Emily Strauss's "Reward" captures the kind of moment that can come when you're alone in a wild place and able to let go, longer than you think you can, of all the items on your life-list agenda. Stopping to take in
a pale sandstone mesa
cross-hatched like a frozen
bee hive rising hundreds of feet 

the poet hears the song of the canyon wren, whose voice somehow replicates the landscape:
seven falling notes
ending up, again tripping
down the scale
down the sheer walls
pure invisible notes

In Charles Rossiter's poem of personal remembrance "National Gallery Days," a lesson is learned about the importance of beauty and contemplation at a difficult time. "I didn't know it then," the poem concludes, "but looking back/  I can see how the National Gallery saved my life."

David Graham's "Love," a re-working of William Carlos Williams' well-loved poem "This is just to say," pays homage to the humble gift of half a banana left on the kitchen counter "for me to find."
(Full disclosure: my wife does this every day.)

Margaret Hasse's recollection of the joy of physical work in the cause of self-sufficiency ("Shouting from the Rooftop") is vividly portrayed in images like this:
Boards wrenched from their nail-anchored
niches squawked like chickens.
 

Steve Coughlin's two beautiful love poems, "Adam's Thirst," imagines the first man's (and everyman's) struggle to put love into words:
Tonight you’re reading National Geographic, 
and I find myself, like Adam,
without a definition for this thirst
.

But in the poet's s "Winter Refrain" the house of love disappears in a siege of brutal weather:
But each day the front door was gone from its frame, 
the frame gone from your blue-shingled house.

Robert Wexelblatt's "In August" contains a whole month's worth of images and ideas, from allusions to a series of songs lamenting the death of children by Mahler (called Kindertoten Lieder), to the "little art" of a woman's terrarium (an example of a German term for vignettes and miniatures, Kleinkunst) to the dangers of radon, and a world growing too warm.

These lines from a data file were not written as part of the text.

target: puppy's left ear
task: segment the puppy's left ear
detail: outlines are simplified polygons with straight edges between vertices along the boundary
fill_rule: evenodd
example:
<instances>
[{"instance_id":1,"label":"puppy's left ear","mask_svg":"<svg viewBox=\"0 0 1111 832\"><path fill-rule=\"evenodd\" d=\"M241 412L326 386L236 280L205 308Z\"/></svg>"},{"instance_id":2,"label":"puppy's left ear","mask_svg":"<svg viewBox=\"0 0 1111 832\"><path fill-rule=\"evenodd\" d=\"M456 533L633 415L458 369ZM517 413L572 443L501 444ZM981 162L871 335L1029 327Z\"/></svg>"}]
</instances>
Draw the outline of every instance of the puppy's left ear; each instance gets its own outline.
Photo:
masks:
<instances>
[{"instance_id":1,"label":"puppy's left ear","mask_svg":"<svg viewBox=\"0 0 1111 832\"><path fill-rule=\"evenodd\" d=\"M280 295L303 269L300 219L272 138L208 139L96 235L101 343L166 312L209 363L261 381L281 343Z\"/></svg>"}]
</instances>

A husband finds his wife grieving for a lost child:

Each hair like a spring
her t-shirt sodden, foul as
my back, barefoot
on her Via Dolorosa
crucified for that Kleinkunst
the petty dirtcraft
she never explains

            The month of August may be ending, but you can keep on looking at the poems in this month's issue, and all the previous issues, because they're available in the archives. Unlike one's experiences with some other digital sources, Verse-Virtual's archives are easy to use.